For Iran, it would eventually lead to the end of sanctions that have cut the oil exports that underpin its economy by more than half over the past three years.

Still, decades of hostility remain between countries that have referred to each other as “the Great Satan” and part of the “axis of evil”. Obama and Iranian President Hasan Rouhani, who both took risks to open the dialogue, will each have to sell the deal to sceptical conservatives at home.

US Republicans have demanded that the Congress they control be given the right to review the deal.

Celebrations erupted in the Iranian capital after the deal was reached. Cars in Tehran honked horns as passengers clapped.

Yesterday, conservative clerics signalled their support, including Ayatollah Ali Khamenei, the supreme leader, whose authority exceeds that of the elected president, Rouhani. In the weekly sermon at Tehran University, Ayatollah Mohammad Emami-Kashani, a 78-year-old hardline cleric, said Kham­enei backed the negotiating team. Emami-Kashani praised the negotiators as “firm, wise and calm” and congratulated Rouhani and Foreign Minister Mohammad Javad Zarif.
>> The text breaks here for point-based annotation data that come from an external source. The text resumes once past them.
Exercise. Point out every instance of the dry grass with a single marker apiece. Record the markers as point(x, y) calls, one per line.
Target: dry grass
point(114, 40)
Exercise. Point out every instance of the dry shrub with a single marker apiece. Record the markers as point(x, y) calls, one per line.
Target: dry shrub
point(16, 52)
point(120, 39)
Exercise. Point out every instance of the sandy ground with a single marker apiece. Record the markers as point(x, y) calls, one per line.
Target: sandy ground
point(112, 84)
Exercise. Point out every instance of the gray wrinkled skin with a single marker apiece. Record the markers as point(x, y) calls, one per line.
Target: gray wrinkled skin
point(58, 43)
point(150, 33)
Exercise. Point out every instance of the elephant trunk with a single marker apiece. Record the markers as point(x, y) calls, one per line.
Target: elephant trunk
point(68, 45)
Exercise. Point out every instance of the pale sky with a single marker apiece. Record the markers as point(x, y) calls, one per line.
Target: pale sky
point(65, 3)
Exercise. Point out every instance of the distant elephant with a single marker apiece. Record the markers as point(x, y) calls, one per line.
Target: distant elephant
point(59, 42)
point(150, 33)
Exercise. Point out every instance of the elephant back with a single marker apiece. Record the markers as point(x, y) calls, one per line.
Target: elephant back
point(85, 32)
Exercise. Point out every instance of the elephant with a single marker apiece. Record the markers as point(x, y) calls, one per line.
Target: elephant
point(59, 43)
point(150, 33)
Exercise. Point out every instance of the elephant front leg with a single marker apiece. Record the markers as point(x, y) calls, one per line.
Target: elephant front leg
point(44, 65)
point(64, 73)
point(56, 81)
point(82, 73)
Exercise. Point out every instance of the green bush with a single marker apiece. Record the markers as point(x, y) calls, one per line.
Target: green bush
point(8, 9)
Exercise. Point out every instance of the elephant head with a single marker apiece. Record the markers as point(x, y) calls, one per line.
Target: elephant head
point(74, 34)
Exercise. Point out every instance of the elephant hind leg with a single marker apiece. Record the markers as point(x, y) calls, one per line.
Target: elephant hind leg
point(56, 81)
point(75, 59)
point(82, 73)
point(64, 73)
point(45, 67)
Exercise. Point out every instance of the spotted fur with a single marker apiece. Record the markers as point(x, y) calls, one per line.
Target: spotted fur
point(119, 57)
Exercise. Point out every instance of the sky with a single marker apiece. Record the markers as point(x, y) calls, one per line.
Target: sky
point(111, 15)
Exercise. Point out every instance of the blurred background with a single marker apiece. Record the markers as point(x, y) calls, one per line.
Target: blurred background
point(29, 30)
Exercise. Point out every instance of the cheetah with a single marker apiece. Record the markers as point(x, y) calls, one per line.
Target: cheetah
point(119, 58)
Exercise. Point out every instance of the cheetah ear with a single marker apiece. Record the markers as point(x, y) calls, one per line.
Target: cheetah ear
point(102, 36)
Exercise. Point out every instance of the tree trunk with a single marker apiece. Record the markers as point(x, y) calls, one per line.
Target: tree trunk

Still, he spoke from behind a pod­ium with a saying from the leader of Iran’s revolution, Ayatollah Ruhollah Khomeini, which read: “We will put America beneath our feet”.

Iran would uphold its commitments only if the West did, he said: “If you break a promise, then Iran will break its promise.” Obama described the agreement as an “historic understanding with Iran”. He compared it with nuclear arms control deals struck by his predecessors – including Republicans – with the Soviet Union that “made our world safer” during the Cold War.